The Mazda Ryuga is the second vehicle built under the Nagare series. The name references the purpose of the design. The car features gull-wing doors and a futuristic interior, hinting at Mazda's planned future in design. It is powered by a 2.5-litre Mazda MZR inline-four engine.

=== Hakaze ===

The Mazda Hakaze is the third car to be featured in the series. The car has a crossover body style with scissor doors. According to Mazda, the car was more production-ready than the Ryuga and Nagare. It is powered by a 2.3-litre MZR engine.

=== Taiki ===

The Mazda Taiki is the fourth vehicle featured in the series. The name is intended to complement the car's atmospheric canopy surrounding the driver and passenger; its interior continues the flowing design theme. The rear wheels appear to extend out from the body. Power comes from an improved version of the 13B Renesis Wankel engine used in the RX-8.

=== Furai ===

The Mazda Furai is the fifth car in the series. It is also the most storied and most popular Nagare-styled car.
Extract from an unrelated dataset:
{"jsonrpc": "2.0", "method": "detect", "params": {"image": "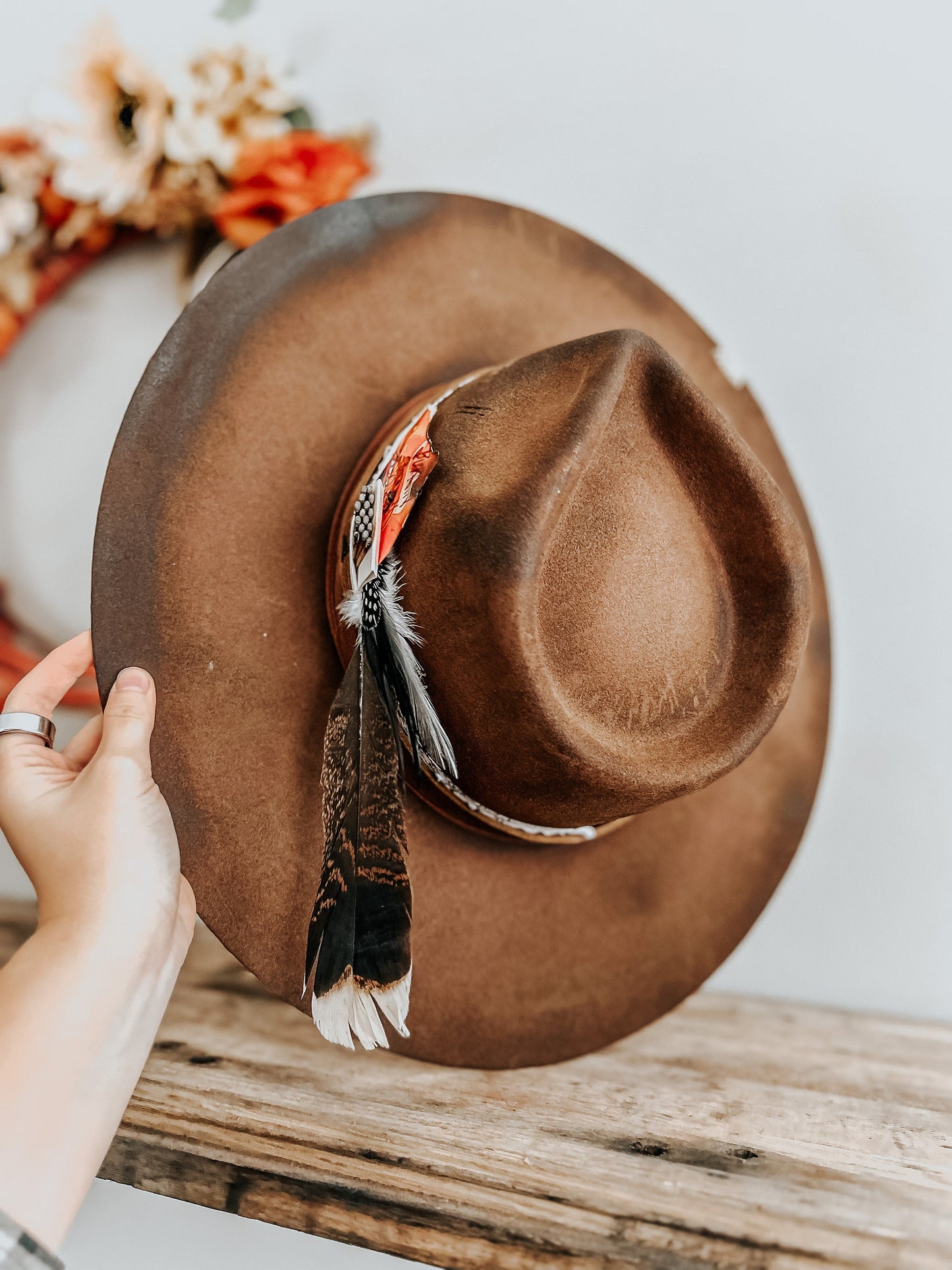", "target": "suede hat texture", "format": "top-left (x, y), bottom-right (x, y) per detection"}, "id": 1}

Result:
top-left (93, 194), bottom-right (830, 1067)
The Furai is based on the Courage C65 LMP2 prototype that Mazda used for the American Le Mans Series. The car runs on E100 ethanol, making the Furai's R20B the first rotary engine to implement ethanol fuel. The engine is a midship-mounted R20B Renesis Wankel engine producing 450 hp and coupled to a 6-speed Xtrac semi-automatic transmission. The engine was built by American company Racing Beat, who also made the rotor-shaped muffler. The name is also a reference to the Nagare "wind and flow" motif. The car wears the number 55 as a tribute to the Mazda 787B.
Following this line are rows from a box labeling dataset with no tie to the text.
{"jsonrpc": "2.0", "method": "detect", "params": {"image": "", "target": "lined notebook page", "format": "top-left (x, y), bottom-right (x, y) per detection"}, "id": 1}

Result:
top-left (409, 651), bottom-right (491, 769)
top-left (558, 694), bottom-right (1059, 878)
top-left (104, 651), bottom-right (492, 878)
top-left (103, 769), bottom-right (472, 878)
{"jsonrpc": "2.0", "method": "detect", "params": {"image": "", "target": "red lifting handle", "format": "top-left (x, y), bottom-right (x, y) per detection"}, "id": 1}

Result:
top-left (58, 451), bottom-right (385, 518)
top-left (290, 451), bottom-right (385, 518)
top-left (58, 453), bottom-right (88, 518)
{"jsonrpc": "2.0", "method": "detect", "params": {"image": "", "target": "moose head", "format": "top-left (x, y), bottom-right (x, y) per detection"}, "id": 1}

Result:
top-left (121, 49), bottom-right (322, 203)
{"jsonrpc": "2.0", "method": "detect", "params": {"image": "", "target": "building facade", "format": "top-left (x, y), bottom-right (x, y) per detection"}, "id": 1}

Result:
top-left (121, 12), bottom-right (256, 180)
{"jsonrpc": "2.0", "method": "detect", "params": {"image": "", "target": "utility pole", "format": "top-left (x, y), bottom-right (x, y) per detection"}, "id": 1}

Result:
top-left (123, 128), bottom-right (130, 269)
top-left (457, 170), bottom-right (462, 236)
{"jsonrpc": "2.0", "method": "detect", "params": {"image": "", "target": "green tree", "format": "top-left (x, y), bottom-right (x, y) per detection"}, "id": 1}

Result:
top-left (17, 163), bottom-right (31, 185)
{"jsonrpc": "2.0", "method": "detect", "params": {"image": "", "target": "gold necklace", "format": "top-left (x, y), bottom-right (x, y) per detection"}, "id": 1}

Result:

The Furai was tested on many circuits, such as Mazda Raceway Laguna Seca. In 2008, the car was destroyed after catching fire during a Top Gear photoshoot. This event was fully revealed to the public in 2013.

=== Kazamai ===

The Mazda Kazamai is the sixth Nagare car. Taking the form of a compact crossover designed for the Russian market, it is powered by a 2.0-litre engine with direct injection to increase both performance and fuel economy and decrease emissions. The name serves as its motif, with aerodynamic styling inspired by crosswinds, large 22-inch wheels, and the use of aluminium to reduce weight.

=== Kiyora ===

The Mazda Kiyora is the seventh car in the Nagare concept series. Unveiled at the 2008 Paris Motor Show, it is a water-themed, city-oriented compact car with transparent polycarbonate butterfly doors and a water filter that converts rainwater collected on the car's roof into drinking water. The Kiyora also possesses a haptic touchscreen designed to mimic the rippling of water.